One of the main differences between the proposed regime and the 1995 Act's provisions is that the environment agencies are proposed as the lead bodies under the former. They would be responsible for identifying radioactively contaminated sites and securing their investigation and remediation as necessary. Only where a site was contaminated with both radioactive and non-radioactive pollutants and the latter posed the more important hazards would local authorities be responsible for dealing with radioactive contamination, and then only in accordance with advice from the agencies.
Another difference between the two systems is in the DETR's proposals for cost recovery. It suggests that the environment agencies should be able to recover their full site investigation costs from landowners, as well as the costs they incur in overseeing site investigations by others and remediation works.

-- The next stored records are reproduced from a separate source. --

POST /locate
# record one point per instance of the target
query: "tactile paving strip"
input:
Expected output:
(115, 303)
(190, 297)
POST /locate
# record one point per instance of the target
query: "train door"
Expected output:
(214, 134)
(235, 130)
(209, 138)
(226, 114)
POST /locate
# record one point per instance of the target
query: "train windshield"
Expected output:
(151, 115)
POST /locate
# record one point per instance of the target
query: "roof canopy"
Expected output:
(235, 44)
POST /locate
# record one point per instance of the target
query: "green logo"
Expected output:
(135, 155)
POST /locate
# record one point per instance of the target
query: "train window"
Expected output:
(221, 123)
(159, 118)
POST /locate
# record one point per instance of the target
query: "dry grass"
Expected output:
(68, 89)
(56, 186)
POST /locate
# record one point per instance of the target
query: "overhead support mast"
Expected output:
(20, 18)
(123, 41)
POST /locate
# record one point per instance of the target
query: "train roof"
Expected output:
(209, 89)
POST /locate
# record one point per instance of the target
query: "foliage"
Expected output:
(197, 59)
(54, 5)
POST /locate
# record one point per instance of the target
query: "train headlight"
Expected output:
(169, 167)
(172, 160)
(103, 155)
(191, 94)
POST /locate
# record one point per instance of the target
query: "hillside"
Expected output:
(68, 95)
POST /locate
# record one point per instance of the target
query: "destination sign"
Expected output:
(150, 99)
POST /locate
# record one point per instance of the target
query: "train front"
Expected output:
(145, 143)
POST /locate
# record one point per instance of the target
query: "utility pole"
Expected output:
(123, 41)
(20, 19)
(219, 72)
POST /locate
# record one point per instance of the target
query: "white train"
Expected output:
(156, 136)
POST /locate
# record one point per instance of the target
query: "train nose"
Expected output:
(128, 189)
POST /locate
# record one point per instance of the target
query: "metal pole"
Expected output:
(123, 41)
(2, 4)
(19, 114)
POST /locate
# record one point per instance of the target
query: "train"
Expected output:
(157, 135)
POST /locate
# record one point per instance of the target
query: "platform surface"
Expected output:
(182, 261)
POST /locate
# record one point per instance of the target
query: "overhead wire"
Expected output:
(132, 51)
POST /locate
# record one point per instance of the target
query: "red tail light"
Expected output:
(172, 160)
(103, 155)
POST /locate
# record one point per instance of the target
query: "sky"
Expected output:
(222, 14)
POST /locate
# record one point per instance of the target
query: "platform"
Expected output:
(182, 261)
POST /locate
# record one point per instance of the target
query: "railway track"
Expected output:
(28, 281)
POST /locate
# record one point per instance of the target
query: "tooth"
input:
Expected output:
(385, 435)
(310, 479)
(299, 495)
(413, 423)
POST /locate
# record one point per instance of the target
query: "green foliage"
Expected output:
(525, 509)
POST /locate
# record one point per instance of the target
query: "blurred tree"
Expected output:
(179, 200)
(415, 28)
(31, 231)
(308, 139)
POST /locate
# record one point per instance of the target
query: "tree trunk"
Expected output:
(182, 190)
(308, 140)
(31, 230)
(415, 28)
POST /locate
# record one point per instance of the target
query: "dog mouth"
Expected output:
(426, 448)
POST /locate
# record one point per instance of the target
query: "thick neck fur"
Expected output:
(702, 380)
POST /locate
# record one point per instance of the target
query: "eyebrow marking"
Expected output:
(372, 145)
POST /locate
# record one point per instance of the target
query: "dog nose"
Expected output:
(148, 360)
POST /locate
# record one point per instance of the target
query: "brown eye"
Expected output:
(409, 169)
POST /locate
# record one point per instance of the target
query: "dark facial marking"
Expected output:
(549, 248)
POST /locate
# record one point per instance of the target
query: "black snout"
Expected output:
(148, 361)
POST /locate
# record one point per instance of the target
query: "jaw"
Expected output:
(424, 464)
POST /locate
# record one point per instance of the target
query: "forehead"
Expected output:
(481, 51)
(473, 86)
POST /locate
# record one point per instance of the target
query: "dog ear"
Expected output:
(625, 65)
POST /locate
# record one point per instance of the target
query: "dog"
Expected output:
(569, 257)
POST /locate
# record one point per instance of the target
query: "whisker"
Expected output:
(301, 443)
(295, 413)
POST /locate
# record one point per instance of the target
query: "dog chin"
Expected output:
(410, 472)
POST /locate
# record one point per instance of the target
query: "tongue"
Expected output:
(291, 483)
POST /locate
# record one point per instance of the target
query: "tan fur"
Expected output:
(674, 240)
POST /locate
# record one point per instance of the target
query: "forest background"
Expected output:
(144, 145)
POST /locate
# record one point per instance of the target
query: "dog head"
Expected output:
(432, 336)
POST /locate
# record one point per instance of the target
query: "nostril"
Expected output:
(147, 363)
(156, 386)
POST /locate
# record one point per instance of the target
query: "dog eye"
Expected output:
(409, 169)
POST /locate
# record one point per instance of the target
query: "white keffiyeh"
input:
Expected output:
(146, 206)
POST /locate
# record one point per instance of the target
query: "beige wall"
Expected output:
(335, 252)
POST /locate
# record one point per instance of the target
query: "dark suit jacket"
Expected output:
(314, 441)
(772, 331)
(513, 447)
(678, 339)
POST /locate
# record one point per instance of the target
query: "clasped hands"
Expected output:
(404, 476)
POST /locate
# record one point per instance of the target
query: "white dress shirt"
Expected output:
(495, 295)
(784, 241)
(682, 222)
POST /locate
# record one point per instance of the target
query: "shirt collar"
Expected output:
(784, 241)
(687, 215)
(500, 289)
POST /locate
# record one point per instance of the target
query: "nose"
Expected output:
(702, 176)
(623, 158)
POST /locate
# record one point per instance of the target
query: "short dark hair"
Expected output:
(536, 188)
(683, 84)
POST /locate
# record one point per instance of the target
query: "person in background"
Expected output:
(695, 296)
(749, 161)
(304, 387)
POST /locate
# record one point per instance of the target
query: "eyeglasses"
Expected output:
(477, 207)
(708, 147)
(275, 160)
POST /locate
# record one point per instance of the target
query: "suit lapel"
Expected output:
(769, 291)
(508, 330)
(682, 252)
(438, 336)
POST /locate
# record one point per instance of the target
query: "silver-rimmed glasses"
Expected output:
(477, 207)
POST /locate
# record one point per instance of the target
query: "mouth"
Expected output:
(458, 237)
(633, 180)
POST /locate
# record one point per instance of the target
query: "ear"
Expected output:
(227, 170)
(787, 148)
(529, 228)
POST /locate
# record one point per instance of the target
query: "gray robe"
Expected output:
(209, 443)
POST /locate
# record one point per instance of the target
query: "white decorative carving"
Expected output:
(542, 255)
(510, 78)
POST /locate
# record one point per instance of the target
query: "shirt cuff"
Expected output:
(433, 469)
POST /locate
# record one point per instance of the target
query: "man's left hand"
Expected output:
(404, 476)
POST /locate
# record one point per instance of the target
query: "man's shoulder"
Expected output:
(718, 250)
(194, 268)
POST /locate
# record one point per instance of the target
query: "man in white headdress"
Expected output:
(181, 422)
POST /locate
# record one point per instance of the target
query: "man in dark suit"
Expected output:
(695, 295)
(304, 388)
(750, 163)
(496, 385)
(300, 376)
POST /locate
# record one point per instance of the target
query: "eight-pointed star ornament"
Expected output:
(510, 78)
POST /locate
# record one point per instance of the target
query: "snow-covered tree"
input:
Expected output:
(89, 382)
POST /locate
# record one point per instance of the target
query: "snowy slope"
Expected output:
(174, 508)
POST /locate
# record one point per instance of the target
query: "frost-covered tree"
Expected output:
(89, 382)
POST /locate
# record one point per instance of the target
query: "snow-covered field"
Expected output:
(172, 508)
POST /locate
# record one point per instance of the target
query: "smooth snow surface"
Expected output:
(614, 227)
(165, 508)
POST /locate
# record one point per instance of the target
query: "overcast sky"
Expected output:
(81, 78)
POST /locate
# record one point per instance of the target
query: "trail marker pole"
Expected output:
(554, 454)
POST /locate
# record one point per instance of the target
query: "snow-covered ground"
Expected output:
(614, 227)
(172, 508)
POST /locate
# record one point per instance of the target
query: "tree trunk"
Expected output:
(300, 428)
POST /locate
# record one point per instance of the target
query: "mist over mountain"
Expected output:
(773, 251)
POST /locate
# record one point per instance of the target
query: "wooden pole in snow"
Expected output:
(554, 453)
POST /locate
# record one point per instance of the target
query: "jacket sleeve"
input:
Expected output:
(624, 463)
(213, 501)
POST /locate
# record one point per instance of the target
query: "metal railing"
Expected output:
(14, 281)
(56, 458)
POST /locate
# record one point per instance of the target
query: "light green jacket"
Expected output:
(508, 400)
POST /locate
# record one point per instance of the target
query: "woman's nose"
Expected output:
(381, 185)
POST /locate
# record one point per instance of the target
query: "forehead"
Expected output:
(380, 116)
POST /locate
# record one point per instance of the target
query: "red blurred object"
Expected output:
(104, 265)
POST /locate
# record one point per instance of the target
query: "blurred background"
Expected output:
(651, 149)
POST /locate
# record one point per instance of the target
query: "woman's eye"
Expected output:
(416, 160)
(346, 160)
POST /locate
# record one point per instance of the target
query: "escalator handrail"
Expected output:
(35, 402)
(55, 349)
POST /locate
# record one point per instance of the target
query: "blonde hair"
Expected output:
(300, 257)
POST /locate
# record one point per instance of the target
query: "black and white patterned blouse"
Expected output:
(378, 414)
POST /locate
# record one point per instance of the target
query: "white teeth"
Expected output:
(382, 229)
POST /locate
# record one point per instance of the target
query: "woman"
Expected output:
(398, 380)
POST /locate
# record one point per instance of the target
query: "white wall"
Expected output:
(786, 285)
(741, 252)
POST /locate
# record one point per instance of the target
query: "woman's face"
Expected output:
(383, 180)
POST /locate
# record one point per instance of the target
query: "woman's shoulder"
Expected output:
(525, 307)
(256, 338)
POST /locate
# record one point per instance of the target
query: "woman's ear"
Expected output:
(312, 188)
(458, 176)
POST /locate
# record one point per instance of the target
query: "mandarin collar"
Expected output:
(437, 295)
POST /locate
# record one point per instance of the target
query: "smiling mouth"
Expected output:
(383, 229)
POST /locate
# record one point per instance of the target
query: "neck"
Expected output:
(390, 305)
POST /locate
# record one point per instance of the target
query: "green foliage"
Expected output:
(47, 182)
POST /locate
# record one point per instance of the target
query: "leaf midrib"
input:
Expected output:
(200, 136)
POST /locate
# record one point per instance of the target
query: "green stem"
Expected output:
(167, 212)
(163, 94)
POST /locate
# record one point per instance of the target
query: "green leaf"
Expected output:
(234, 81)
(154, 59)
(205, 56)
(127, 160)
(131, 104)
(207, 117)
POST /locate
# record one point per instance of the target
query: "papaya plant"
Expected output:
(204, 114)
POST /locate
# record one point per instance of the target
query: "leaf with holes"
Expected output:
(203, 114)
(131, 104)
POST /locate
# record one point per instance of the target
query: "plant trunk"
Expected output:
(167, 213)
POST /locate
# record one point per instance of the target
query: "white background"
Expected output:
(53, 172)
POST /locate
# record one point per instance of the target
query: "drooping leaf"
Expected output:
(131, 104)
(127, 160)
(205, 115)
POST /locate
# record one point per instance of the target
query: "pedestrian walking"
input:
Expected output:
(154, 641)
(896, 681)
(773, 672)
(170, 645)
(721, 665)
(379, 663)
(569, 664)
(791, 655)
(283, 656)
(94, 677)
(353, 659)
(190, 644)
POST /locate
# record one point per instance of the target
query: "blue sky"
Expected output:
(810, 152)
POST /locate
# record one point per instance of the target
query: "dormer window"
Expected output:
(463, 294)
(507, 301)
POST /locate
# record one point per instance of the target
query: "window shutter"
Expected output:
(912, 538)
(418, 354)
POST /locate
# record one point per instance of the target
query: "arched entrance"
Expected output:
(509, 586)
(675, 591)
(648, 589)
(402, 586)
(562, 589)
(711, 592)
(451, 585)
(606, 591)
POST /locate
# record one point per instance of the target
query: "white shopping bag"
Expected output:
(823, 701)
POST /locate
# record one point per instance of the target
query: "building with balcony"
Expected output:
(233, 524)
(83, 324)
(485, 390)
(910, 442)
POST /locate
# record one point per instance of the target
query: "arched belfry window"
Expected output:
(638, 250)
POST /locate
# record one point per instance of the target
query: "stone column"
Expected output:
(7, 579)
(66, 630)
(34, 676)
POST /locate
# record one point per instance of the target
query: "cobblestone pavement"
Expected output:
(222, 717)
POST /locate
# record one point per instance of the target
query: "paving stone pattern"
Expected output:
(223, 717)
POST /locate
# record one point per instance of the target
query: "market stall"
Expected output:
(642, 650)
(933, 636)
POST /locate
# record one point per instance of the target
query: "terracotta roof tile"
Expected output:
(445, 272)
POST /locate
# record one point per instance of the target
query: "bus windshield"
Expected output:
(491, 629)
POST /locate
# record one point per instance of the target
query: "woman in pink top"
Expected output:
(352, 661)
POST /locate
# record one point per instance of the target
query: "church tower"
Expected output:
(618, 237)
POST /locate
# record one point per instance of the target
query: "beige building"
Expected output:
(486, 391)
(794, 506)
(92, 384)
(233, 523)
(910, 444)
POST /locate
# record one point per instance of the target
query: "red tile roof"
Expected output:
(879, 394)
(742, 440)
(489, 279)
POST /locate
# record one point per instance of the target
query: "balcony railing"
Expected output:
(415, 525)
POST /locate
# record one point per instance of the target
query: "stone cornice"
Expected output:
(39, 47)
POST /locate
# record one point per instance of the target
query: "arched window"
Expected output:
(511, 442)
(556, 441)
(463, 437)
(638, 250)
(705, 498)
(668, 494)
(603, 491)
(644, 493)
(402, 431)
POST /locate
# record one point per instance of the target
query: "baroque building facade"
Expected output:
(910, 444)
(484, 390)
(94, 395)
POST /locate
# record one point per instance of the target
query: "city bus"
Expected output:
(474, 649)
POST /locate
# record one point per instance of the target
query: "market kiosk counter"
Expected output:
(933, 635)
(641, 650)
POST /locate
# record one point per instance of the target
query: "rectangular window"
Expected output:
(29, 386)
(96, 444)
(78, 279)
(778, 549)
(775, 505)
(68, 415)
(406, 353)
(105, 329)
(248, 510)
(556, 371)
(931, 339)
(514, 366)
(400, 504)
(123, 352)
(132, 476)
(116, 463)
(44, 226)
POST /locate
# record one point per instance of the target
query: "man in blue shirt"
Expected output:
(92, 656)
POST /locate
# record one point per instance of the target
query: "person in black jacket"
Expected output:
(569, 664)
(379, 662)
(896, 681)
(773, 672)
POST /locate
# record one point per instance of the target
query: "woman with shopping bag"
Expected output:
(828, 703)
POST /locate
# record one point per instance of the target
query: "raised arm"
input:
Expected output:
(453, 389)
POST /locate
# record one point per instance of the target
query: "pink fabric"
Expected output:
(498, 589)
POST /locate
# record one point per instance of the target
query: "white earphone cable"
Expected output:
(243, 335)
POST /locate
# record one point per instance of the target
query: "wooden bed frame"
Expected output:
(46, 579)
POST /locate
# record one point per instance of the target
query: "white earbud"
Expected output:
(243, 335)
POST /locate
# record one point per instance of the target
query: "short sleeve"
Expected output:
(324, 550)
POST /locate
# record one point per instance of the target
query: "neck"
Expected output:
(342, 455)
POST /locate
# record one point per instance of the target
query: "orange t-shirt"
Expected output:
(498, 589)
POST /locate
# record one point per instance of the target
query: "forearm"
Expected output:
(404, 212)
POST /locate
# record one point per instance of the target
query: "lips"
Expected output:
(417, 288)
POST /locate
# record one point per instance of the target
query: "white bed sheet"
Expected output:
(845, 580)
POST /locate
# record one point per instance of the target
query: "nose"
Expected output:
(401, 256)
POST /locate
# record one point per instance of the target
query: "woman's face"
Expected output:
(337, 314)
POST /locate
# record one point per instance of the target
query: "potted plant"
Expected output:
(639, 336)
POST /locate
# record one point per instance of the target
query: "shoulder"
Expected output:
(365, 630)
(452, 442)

Probably the most controversial proposal in the paper concerns the remediation standards for radioactively contaminated sites. The paper is not specific on the point, but suggests that existing radioactive dose limits to members of the public "might be too restrictive" on occupied sites where decontamination "could involve considerable disturbance to people's lives."
The paper goes on to note that the official action level at which householders are advised to take remedial measures against natural sources of radon gas is roughly ten times the primary EC dose limit to members of the public. It does not propose directly that this should be used as the basis of decisions on when radioactively contaminated land would be deemed "suitable for use", but invites views on the appropriate dose limit and "on the circumstances in which such a level might be varied."
A second point on which the proposals appear to be weaker than the regime for non-radioactively contaminated land is water pollution. Under the latter, land is regarded as "contaminated" if substances present in, on or under it are causing, or are likely to cause, pollution of controlled waters. The pollution does not have to be "significant" or to be causing risks to any particular receptor for land to be classed as contaminated.
However, the DETR has proposed that radioactively contaminated land which was polluting or likely to pollute water should be classed as "contaminated" only if the water pollution was causing a risk - of an unspecified level - to a critical group.
The paper adds that specific risk criteria will if necessary be set out in guidance to the environment agencies. Otherwise, the new regime will be similar to that under the 1995 Act.